When my ah-ma and my kuku and his family arrived, we were ready. Before dinner began, there was the traditional “
lo
hei,
” in which the family gathers in a circle around a large platter of raw fish salad, each person holding a pair of chopsticks in hand, picking up bits of the salad and tossing it high up in the air. The salad, called
yu sheng,
is made up of ingredients that have lucky-sounding names or symbolic meanings—the word for fish, for example, sounds like abundance or prosperity; sesame seeds indicate a year of flourishing business. Kuku had ordered our
yu sheng
from the Four Seasons Hotel—not being traditionalists, we had always gathered to toss the salad without knowing what we were doing exactly, besides tossing the ingredients as high as we could to ensure that our abundance, flourishing business, and good health would reach soaring pinnacles in the coming year.

This year, however, Daphne had printed out instructions off the Internet, guiding us along as each dish was added. As the slivers of salmon sashimi went onto the platter, she announced “
Nian nian you yu
!” prompting us to follow along in chanting the Mandarin words implying “This year, you’ll have abundance.” As chopped peanuts were scattered about the platter, she called out “
Jin yin man wu,
” wishing all of us precious gold and eternal youth in abundance. After julienned daikon, carrots, oil, pomelo, and several other ingredients were added, the plum sauce went in. Most of us knew what accompanied this. “
Tian tian mi mi
!” we called out, wishing a sweet year ahead to everyone at the table. With loud cries, we dug our chopsticks in, tossing bits of fish and vegetables as high as we could into the air, hoping fervently for a good year ahead.
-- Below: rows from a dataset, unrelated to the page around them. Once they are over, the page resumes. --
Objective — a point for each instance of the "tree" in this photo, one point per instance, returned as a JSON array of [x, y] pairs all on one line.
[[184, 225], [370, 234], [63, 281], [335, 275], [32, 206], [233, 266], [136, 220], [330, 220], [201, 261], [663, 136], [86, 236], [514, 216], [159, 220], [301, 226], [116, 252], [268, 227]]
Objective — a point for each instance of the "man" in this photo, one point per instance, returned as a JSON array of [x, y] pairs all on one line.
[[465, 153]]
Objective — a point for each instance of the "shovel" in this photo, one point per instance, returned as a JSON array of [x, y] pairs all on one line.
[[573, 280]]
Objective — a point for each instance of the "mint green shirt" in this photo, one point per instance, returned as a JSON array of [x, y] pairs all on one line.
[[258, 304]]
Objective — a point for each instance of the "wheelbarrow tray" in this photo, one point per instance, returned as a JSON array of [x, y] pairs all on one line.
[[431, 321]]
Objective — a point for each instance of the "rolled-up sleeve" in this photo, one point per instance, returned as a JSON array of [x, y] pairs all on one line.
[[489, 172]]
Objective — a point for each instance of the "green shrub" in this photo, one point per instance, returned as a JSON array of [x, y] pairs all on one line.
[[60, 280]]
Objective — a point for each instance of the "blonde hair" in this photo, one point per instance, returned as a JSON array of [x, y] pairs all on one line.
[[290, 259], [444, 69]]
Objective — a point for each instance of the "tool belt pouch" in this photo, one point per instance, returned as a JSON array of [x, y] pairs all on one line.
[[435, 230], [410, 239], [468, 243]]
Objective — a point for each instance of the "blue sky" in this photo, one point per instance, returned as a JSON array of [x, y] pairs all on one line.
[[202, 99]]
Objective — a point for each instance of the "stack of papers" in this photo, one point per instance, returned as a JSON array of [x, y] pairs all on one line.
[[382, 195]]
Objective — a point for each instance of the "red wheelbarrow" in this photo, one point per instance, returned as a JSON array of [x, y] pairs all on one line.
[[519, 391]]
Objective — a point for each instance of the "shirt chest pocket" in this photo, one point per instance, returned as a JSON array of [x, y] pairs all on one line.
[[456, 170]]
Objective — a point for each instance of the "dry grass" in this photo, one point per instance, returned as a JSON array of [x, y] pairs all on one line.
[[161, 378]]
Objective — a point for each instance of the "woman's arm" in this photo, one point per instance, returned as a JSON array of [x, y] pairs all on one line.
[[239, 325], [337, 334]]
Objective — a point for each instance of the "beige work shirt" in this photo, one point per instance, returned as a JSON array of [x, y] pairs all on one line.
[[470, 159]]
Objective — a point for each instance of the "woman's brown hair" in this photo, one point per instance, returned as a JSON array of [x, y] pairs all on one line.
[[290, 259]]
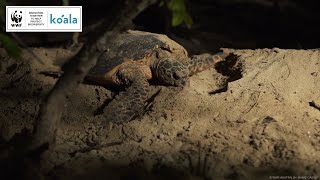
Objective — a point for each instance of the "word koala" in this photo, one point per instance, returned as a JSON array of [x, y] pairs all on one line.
[[16, 16]]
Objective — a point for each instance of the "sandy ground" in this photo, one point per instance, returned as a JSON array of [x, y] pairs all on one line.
[[265, 125]]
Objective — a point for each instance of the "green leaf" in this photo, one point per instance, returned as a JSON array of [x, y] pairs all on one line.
[[188, 20], [177, 19], [176, 5], [161, 3], [179, 13], [10, 46]]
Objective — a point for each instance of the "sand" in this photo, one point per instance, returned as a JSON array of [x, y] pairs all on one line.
[[265, 124]]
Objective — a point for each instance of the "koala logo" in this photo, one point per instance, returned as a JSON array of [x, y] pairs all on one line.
[[16, 16]]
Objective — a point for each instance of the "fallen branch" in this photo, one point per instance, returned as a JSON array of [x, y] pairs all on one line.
[[29, 148], [51, 111]]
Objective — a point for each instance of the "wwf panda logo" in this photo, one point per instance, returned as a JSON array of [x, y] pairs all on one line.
[[16, 16]]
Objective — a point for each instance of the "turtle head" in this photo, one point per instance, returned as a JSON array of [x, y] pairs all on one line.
[[172, 71]]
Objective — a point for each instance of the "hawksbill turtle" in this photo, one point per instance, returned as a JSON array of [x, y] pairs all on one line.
[[135, 57]]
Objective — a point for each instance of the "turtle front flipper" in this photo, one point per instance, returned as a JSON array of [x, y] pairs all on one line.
[[131, 102], [198, 63]]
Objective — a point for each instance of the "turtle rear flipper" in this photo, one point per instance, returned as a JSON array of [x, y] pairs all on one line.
[[129, 103]]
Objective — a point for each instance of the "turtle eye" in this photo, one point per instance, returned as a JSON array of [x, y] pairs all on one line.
[[176, 76]]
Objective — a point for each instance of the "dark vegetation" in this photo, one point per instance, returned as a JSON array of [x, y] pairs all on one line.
[[199, 25]]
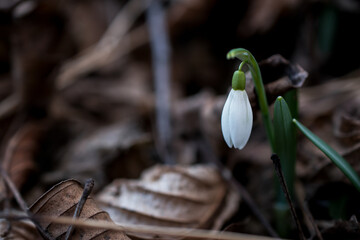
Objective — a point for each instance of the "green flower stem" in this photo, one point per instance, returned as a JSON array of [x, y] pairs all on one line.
[[335, 157], [245, 56]]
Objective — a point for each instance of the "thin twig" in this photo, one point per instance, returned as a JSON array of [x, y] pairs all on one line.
[[276, 160], [160, 49], [226, 174], [89, 184], [23, 205]]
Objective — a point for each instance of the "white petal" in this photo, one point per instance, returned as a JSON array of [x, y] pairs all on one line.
[[241, 119], [225, 121]]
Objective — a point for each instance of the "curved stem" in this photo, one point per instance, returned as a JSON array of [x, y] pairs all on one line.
[[245, 56]]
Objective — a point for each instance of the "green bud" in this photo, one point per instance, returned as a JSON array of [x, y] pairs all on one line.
[[239, 80]]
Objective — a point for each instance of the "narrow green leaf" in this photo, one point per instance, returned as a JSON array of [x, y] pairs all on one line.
[[285, 141], [339, 161]]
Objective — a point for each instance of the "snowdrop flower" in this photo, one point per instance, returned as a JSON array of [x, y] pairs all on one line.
[[237, 118]]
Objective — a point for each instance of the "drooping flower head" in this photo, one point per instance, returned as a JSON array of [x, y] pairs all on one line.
[[237, 118]]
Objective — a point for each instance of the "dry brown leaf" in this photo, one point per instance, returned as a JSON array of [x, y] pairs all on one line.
[[19, 159], [90, 155], [263, 14], [61, 200], [20, 230], [347, 123], [171, 196]]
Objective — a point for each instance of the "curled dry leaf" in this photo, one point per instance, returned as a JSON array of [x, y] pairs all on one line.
[[171, 196], [61, 200]]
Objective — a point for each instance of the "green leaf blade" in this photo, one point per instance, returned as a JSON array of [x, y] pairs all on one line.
[[335, 157], [285, 141]]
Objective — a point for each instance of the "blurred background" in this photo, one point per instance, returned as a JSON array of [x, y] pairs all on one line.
[[105, 89]]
Once the reunion dinner dishes started coming out, my family ate ravenously, pausing to marvel that I’d actually made these dishes.

“Wah, quite good ah!” Auntie Donna said, smiling. I was starting to feel good about everything—until they dipped into the soup. All around the table, eyes were squinting. If they hadn’t been so intent on not hurting my feelings, I’m sure they would have spit out the soup. It was far, far too salty. Daphne helpfully tried to move my grandmother’s bowl of soup away from her so she wouldn’t sample it. But it was too late.
“Jin giam ah!”
she shouted, wincing and sticking out her tongue as she frantically looked around for some water to wash away the intense taste of salt.

I decided to take it off the menu for my father’s family dinner. (I also decided not to tell Willin, chirpily texting him “Dinner went great! Thanks for the BKT recipe!” the moment it ended.)

Before the big dinner for my father’s family, however, there was one more family event: the traditional lunch on the second day of the new year at my auntie Khar Imm’s home. I was growing increasingly stressed over how my dinner would fare, my father’s family being rather fussy about food in general, not to mention the food that I was trying to make using my sainted grandmother’s recipes. Sitting at Auntie Khar Imm’s dining table, I started to feel a gnawing pain in my abdomen. She had made Teochew braised duck, together with lovely chocolate brown eggs and tofu steeped in the salty gravy—it was perfectly done and amazing over rice. We could not stop eating it.

Surveying the lunch table, my dad made a pronouncement. “Tomorrow, you all better eat before you come. Stop at McDonald’s or something,” he said. “Your dinner is not going to be as good as this, for sure!”